For 32 bit applications, only version 5.8.x is available which makes it very risky to use the above mentioned entry in the manifest file because the ClickOnce application will crash at install time. Is there really no better solution to display decent OpenFileDialogs in WPF? Best regards, Stefanie. Stefanie, Could you try using this in your manifest Note the processorArchitecture value., this instructs fusion to find a correct match in WinSxS. If this doesn't work (it does for me), could you try with WinSxS tracing (SxSTrace.exe) enabled and inspect the output of the parsed trace file.

Click to expand.Do you have any specific requirement to introduce the Forms assembly in a WPF application?
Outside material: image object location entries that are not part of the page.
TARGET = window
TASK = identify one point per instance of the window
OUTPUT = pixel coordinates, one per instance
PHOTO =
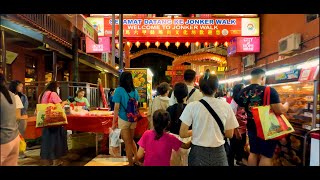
(311, 17)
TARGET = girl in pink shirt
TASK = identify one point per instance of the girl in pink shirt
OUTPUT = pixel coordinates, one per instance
(156, 145)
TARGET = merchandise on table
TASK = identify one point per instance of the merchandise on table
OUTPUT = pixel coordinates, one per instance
(300, 115)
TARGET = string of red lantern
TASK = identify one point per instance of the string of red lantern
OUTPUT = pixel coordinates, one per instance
(177, 44)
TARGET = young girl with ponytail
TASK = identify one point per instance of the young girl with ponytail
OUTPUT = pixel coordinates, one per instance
(156, 145)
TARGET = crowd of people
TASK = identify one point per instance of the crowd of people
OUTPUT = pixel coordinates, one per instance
(193, 127)
(198, 127)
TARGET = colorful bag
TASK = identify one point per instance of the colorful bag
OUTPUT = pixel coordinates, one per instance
(269, 125)
(50, 115)
(23, 144)
(132, 110)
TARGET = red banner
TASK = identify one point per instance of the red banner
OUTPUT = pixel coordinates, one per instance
(180, 27)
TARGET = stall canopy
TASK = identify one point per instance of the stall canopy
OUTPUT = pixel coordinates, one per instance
(202, 58)
(180, 29)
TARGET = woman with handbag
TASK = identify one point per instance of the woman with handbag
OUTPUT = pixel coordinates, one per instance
(54, 139)
(16, 87)
(212, 122)
(238, 140)
(122, 97)
(9, 133)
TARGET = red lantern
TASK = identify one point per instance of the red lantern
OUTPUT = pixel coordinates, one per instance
(187, 44)
(147, 44)
(137, 44)
(167, 44)
(157, 44)
(177, 44)
(129, 44)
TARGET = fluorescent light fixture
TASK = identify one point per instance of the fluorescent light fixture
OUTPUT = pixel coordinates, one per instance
(150, 72)
(278, 71)
(248, 77)
(309, 64)
(236, 79)
(286, 87)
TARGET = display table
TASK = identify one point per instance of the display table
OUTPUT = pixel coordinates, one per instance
(105, 160)
(95, 124)
(314, 152)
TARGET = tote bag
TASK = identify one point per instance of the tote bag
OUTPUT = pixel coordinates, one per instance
(268, 124)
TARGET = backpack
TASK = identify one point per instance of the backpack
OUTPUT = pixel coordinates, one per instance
(132, 110)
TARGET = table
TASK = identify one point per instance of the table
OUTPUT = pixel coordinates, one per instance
(95, 124)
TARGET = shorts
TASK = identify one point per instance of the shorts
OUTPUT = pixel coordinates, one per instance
(260, 146)
(122, 124)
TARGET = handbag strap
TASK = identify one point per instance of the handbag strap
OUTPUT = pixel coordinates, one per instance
(215, 116)
(190, 94)
(266, 98)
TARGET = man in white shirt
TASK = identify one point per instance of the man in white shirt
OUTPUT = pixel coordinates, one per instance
(194, 93)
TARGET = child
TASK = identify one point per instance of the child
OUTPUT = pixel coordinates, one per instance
(156, 145)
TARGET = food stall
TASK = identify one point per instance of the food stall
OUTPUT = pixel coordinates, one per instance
(142, 80)
(302, 86)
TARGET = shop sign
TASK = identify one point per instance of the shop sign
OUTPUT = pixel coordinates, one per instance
(291, 75)
(10, 56)
(102, 46)
(244, 45)
(88, 30)
(221, 69)
(98, 24)
(183, 27)
(309, 73)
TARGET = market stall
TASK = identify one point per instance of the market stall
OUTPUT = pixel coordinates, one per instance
(300, 85)
(95, 122)
(142, 80)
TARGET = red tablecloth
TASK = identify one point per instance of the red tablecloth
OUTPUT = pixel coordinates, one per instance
(98, 124)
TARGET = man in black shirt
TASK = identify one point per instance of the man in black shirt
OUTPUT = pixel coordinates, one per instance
(252, 96)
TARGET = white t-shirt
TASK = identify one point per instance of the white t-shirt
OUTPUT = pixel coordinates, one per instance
(205, 130)
(19, 104)
(196, 96)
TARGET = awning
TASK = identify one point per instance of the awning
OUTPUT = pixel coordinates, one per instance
(21, 29)
(202, 58)
(80, 22)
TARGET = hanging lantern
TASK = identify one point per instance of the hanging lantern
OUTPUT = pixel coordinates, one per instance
(147, 44)
(129, 44)
(137, 44)
(167, 44)
(157, 44)
(187, 44)
(177, 44)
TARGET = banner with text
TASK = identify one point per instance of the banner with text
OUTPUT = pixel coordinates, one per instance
(179, 27)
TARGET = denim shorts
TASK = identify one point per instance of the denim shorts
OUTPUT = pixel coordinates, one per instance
(260, 146)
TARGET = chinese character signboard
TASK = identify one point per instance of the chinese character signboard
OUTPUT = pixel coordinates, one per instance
(103, 46)
(180, 27)
(244, 45)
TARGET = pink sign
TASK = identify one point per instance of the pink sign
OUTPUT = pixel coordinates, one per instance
(248, 44)
(103, 46)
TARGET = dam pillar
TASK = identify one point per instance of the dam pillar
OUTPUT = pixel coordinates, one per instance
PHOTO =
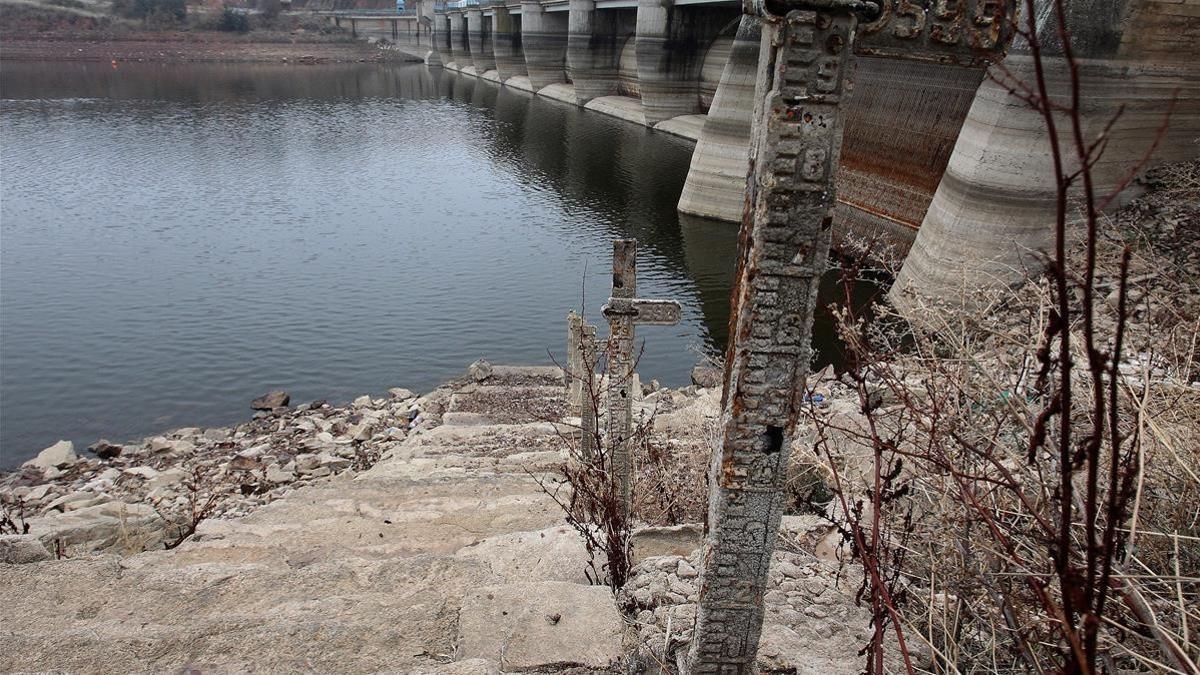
(507, 43)
(544, 41)
(443, 37)
(717, 178)
(994, 210)
(671, 43)
(479, 33)
(593, 48)
(889, 166)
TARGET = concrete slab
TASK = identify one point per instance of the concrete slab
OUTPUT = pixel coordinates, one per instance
(541, 626)
(559, 91)
(520, 82)
(624, 107)
(688, 126)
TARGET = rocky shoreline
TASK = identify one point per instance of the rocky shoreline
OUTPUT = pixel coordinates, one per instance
(127, 497)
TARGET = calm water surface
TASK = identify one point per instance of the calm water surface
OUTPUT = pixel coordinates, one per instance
(178, 239)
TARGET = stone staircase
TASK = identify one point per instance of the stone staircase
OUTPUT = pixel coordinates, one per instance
(445, 556)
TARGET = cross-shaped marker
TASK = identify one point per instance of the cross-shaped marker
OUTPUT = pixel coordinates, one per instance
(803, 75)
(624, 311)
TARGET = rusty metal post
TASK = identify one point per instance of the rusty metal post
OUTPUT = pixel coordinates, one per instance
(621, 315)
(624, 311)
(588, 422)
(573, 372)
(804, 70)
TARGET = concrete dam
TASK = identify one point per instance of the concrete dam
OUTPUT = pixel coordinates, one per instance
(937, 155)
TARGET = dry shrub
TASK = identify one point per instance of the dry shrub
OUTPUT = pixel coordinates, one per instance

I'm using Microsoft.Win32.OpenFileDialog from the PresentationFramework assembly, which is the WPF wrapper around the native Common Control (version specified through the manifest).

Openfiledialog example

And here is the relevant part of the manifest I'm using. Note: I'm running this on Vista 64-bit and W2K3 64-bit SP2. Click to expand. Stefanie, Yes I do, but as I said before I tried this on Vista-64 W2K3 SP2 and W2K8-64 only, XP64 is quite a bit older, so I wouldn't be surprised that the manifest schema has changed a bit.

The documented behavior can be found here: Pay special attention to the following note: Important If you write an application for the 64 bit Windows platform, you must change the processorArchitecture entry to processorArchitecture='amd64'. You can also specify '.' , which ensures that all platforms are targeted. Note that. is actually the only value that works for managed applications built with Target platform 'Any CPU'. Any CPU (that is, MSIL ) means that the application can run on X86 or X64 or IA64, however, the manifest needs a compatible processorArchitecture for the common controls library (native code!!). ProcessorArchitecture='X86' will fail when running on X64, X64 will fail when you run on X86, so, the only valid value in this case is '.'

Download Free Windows Xp Themes Vista Style

. Following are the valid combinations: Target Platform processorArchitecture X86 X86 or. X64 X64 or. Itanium IA64 or. Any CPU. Again, I would suggest you to file a bug to Connect.